According to a recent report from the consulting firm Deloitte “Recreational Marijuana – Insights and Opportunities,” the Canadian retail cannabis market is projected to be between $4.9 billion and $8.7 billion annually. In that same report, Deloitte further estimates that satisfying the recreational cannabis market will mean producing 600,000 kilograms of marijuana annually – far more than the existing licensed producers under the ACMPR grow for medicinal purposes.
Board of Directors
The Company announces the resignation of Byron Sheppard from the board of directors in order to focus his efforts on Future Harvest. The Company wishes to thank Mr. Sheppard for his dedication and service to the Company as a valuable member of the board of directors. Mr. Sheppard will continue in his role as a director of Future Harvest.
Stock Options
The Company also announces it has granted an aggregate of 600,000 stock options to directors, officers and consultants of the Company. Each option is exercisable at a price of $1.88 per share for a period of five years.
Restatement of Financial Statements
The Company also announces it has identified certain non-cash errors in its consolidated financial statements for the year ended January 31, 2016. The errors are related to inventory and the accounting for the acquisition of Future Harvest Development Ltd.
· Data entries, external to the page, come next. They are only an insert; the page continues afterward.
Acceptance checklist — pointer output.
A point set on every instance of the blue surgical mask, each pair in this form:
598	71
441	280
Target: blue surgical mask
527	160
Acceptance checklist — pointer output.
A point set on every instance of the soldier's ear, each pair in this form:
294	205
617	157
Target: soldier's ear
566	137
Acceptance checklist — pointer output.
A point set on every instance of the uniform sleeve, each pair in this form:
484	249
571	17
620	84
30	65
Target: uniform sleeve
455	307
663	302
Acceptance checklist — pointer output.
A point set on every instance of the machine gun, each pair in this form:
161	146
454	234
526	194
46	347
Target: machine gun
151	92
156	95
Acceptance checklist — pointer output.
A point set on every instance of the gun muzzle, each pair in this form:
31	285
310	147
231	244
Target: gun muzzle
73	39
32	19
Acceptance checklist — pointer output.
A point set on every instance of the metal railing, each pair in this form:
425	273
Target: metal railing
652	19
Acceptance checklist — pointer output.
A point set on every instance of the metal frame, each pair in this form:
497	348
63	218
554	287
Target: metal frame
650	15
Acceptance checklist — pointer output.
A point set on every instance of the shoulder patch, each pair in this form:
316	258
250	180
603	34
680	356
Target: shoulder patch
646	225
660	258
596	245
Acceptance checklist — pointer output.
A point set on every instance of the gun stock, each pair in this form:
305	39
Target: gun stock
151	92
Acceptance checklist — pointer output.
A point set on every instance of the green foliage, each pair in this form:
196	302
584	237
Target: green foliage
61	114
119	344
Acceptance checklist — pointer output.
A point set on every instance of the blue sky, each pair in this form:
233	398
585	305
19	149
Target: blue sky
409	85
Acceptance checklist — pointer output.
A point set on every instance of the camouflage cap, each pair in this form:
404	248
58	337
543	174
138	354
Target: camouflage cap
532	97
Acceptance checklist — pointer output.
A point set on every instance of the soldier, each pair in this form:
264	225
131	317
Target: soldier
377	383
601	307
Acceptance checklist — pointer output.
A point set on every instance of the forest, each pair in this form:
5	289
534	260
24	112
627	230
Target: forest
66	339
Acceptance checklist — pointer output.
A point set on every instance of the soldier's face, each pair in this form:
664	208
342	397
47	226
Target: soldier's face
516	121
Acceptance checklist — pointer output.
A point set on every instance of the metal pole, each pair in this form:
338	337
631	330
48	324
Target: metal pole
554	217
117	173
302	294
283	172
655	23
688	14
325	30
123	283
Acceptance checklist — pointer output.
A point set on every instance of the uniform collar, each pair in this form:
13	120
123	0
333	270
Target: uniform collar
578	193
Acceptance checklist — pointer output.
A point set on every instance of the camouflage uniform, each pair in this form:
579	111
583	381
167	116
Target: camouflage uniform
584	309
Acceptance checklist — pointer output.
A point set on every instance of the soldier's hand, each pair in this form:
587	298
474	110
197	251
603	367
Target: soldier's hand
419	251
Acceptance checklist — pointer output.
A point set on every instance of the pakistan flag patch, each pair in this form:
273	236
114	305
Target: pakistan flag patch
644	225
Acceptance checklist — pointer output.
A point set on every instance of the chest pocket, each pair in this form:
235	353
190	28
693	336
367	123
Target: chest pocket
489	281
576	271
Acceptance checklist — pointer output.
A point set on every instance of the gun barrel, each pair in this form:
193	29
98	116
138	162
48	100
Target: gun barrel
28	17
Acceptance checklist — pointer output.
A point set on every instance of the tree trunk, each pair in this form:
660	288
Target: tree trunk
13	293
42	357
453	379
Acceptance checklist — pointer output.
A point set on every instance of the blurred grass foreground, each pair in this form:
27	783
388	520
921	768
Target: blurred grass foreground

The Company intends to correct these errors and restate its consolidated financial statements for the year ended January 31, 2016 when it files its fiscal 2017 consolidated financial statements which are due at the end of May 2017. The Company estimates that the errors may result in a decrease in net income of approximately $180,000 and a decrease in net earnings per share of $0.05 for the year ended January 31, 2016.
About InvictusMD Strategies Corp.
InvictusMD Strategies Corp. is focused on three main verticals within the burgeoning Canadian cannabis sector: Licensed Producers under the ACMPR including an investment in a fully licensed facility, AB Laboratories Inc.; Fertilizer and Nutrients through Future Harvest Development Ltd.; and Cannabis Data and Delivery, with its wholly owned subsidiary Poda Technologies Ltd.